History of DIPG Funding and Treatments
As a parent of a child with DIPG, it’s hard to describe the bewilderment and anger you feel when you are told the standard of care for DIPG has not changed in over 50 years. When you combine a lack of tissue to study with a severe lack of funding for childhood cancer, you end up with no progress.
Approximately 4% of the taxpayer-funded National Cancer Institute’s (NCI) annual budget is directed toward pediatric cancer. Not 4% for DIPG, not 4% for pediatric brain tumors … 4% for ALL childhood cancers! And until 2019, none of that federal funding was granted for DIPG-specific projects. Almost all DIPG research has been funded by private foundations, and almost all of those foundations were established to honor a child who passed away from DIPG. This network of DIPG foundations is working collaboratively to change the future for DIPG families. Some focus on funding research, either alone or together; some focus on family support; and some focus on influencing funding policy to direct more federal dollars toward pediatric brain tumor research, especially DIPG.
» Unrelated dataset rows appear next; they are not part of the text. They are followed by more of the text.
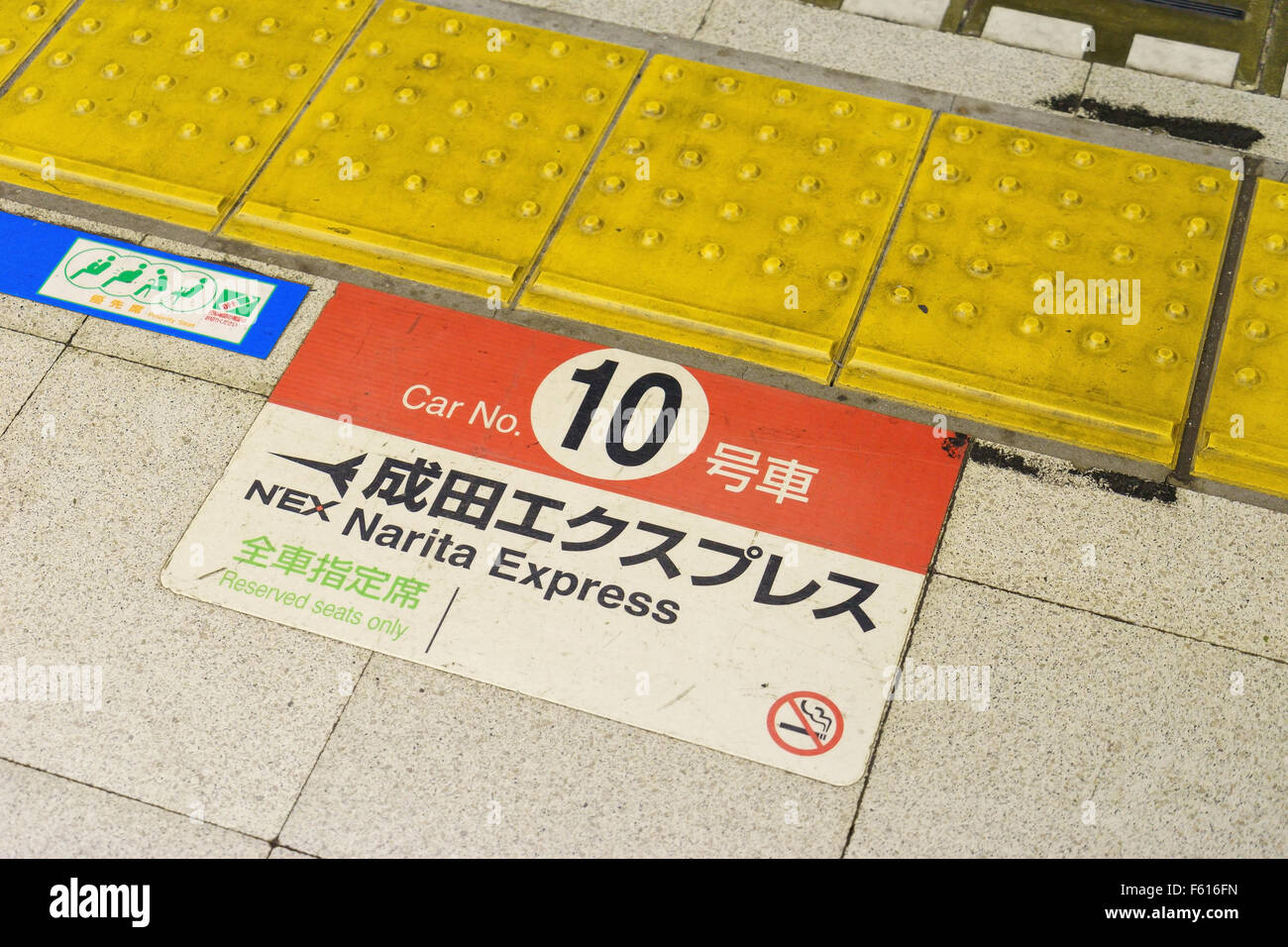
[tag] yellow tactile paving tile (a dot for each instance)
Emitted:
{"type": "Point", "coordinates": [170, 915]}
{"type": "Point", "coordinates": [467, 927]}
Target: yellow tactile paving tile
{"type": "Point", "coordinates": [166, 107]}
{"type": "Point", "coordinates": [733, 213]}
{"type": "Point", "coordinates": [1241, 437]}
{"type": "Point", "coordinates": [442, 149]}
{"type": "Point", "coordinates": [1048, 286]}
{"type": "Point", "coordinates": [22, 25]}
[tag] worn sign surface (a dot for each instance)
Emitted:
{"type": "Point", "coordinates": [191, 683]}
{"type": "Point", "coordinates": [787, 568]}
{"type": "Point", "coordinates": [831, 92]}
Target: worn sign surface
{"type": "Point", "coordinates": [703, 557]}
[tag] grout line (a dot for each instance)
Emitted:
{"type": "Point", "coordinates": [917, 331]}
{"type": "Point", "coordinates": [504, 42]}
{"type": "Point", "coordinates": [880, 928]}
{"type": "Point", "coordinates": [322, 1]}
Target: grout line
{"type": "Point", "coordinates": [134, 799]}
{"type": "Point", "coordinates": [290, 127]}
{"type": "Point", "coordinates": [1223, 296]}
{"type": "Point", "coordinates": [42, 44]}
{"type": "Point", "coordinates": [575, 191]}
{"type": "Point", "coordinates": [1116, 618]}
{"type": "Point", "coordinates": [322, 750]}
{"type": "Point", "coordinates": [896, 218]}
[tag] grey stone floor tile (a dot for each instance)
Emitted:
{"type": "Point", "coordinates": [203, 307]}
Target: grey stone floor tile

Drug development has also been a huge issue for pediatric cancer. Drugs are typically developed almost exclusively for adult cancers and then simply “taken down” to treat pediatric cancers. Our children deserve better than this. Thankfully, progress is being made on this front as well. There are now at least a couple of options showing great promise that were not available for Chad. And there has been a major breakthrough in drug delivery called convection-enhanced delivery (CED) that overcomes the blood-brain barrier, which has been a major obstacle to getting the drugs to the tumor in the past. (Chad was part of the clinical trial proving the safety of this new method.)
After decades of hopelessness, there is finally real hope for a cure for DIPG! Discoveries are being made on almost a monthly basis. The path to a cure for DIPG will most definitely be a marathon, accomplishing advancements one step at a time; however, we are now well past the starting line. New abilities to leverage targeted therapies, new drugs, new drug-delivery methods, new radiation protocols, more collaboration than ever before – the world of DIPG research is entirely different than it was just 6 short years ago when Chad was diagnosed. “It’s astounding. In only 6 years, scientists have gone from knowing virtually nothing about this tumor to understanding its underlying genetics and finding a potential therapy,” said Jane Fountain, PhD, program director at the National Institute of Neurological Disorders and Stroke (NINDS), part of NIH.